I spend a lot of time working with Amazon’s EC2 (Elastic Compute Cloud) virtual servers. Configuring a new server takes up a surprisingly large amount of time when done manually, and so I use Puppet to automate the process. This works pretty well, but after creating lots of new configuration code I always think it’s worth testing the complete installation on a local Virtual Machine. I’ve built a VM which looks quite a lot like an empty Ubuntu 12.04 cloud image, but have always worried that the CD installation might have a few key differences. Here’s a way to work round some of these.
EC2 instances use a different set of sources for APT, so the first step is to sync these up. Wipe the current /etc/apt/sources.list, and replace with an example from the cloud image you’re trying to emulate. I used the following lines:
deb http://eu-west-1.ec2.archive.ubuntu.com/ubuntu/ precise main deb-src http://eu-west-1.ec2.archive.ubuntu.com/ubuntu/ precise main deb http://eu-west-1.ec2.archive.ubuntu.com/ubuntu/ precise-updates main deb-src http://eu-west-1.ec2.archive.ubuntu.com/ubuntu/ precise-updates main deb http://eu-west-1.ec2.archive.ubuntu.com/ubuntu/ precise universe deb-src http://eu-west-1.ec2.archive.ubuntu.com/ubuntu/ precise universe deb http://eu-west-1.ec2.archive.ubuntu.com/ubuntu/ precise-updates universe deb-src http://eu-west-1.ec2.archive.ubuntu.com/ubuntu/ precise-updates universe deb http://security.ubuntu.com/ubuntu precise-security main deb-src http://security.ubuntu.com/ubuntu precise-security main deb http://security.ubuntu.com/ubuntu precise-security universe deb-src http://security.ubuntu.com/ubuntu precise-security universe
Now a quick apt-get update will get you installing the same packages as EC2. The next logical step is to reinstall all the current packages to match. I thought this would be pretty easy, and went for the following invocation:
dpkg --list | grep ^ii | awk '{ print($2) }' | xargs apt-get install --reinstall
This works as follows:
- Get the current list of packages
- Return only those which are actually installed
- Drop everything in the output but the second column (the column containing the package name)
- Pipe into xargs which in turn calls APT.
This got things moving and I’d soon downloaded 397 fresh packages. Unfortunately things then stopped with the (un)helpful message xargs: apt-get: terminated by signal 11. I tried calling APT separately, and got slightly further: Segmentation fault (core dumped). Did I say this got me further?

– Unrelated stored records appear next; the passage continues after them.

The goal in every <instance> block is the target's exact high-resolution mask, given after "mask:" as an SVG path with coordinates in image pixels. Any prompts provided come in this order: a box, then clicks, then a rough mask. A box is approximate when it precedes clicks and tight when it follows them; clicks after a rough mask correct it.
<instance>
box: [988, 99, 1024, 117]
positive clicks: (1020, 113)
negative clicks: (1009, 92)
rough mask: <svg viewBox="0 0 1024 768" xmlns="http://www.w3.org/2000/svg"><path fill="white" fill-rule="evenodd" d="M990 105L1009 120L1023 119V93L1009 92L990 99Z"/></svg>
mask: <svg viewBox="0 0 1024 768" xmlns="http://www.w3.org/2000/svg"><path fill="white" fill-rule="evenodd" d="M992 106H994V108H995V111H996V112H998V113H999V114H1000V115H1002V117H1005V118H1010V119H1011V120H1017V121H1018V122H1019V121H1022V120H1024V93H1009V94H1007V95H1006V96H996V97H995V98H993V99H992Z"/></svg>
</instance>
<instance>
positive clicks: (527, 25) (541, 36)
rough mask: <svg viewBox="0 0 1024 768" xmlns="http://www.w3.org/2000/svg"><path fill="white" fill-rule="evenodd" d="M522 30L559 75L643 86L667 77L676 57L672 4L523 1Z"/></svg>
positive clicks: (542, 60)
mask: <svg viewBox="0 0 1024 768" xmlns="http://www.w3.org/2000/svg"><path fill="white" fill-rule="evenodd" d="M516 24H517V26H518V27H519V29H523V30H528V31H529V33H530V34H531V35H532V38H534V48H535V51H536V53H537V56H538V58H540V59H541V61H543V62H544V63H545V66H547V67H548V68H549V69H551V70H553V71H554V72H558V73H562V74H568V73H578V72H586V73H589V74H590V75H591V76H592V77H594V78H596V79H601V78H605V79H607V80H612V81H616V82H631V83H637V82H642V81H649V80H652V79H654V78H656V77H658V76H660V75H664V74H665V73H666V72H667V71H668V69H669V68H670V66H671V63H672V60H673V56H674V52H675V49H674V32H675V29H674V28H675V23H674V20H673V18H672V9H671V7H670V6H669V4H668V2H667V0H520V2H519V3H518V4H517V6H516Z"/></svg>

Reinstalling packages individually seemed to work, so I developed the theory that APT chokes when fed too many packages in one go. This bug seemed to be related. I worked around it with a simple modification to the xargs command to take ten packages at a time:
dpkg --list | grep ^ii | awk '{ print($2) }' | xargs -L 10 apt-get install --reinstall
I decided to take another look at the Launchpad bug report linked earlier. This states:
When trying to –reinstall multiple packages with apt-get, it crashes with a segmentation fault. The command line: apt-get –reinstall install <2-or-more-
packages. ..>
Having used Ubuntu for free for many years I thought it might be about time I gave something back to the community, so I thought I’d take another look. I’ve posted a comment with some more information after getting rather more involved with GDB and apport then I would have liked!
I genuinely don’t know if there is any difference between the packages for EC2 and those in the standard repositories (I rather suspect there isn’t), but if there is then I definitely don’t want to find out about it when trying to fix an urgent problem.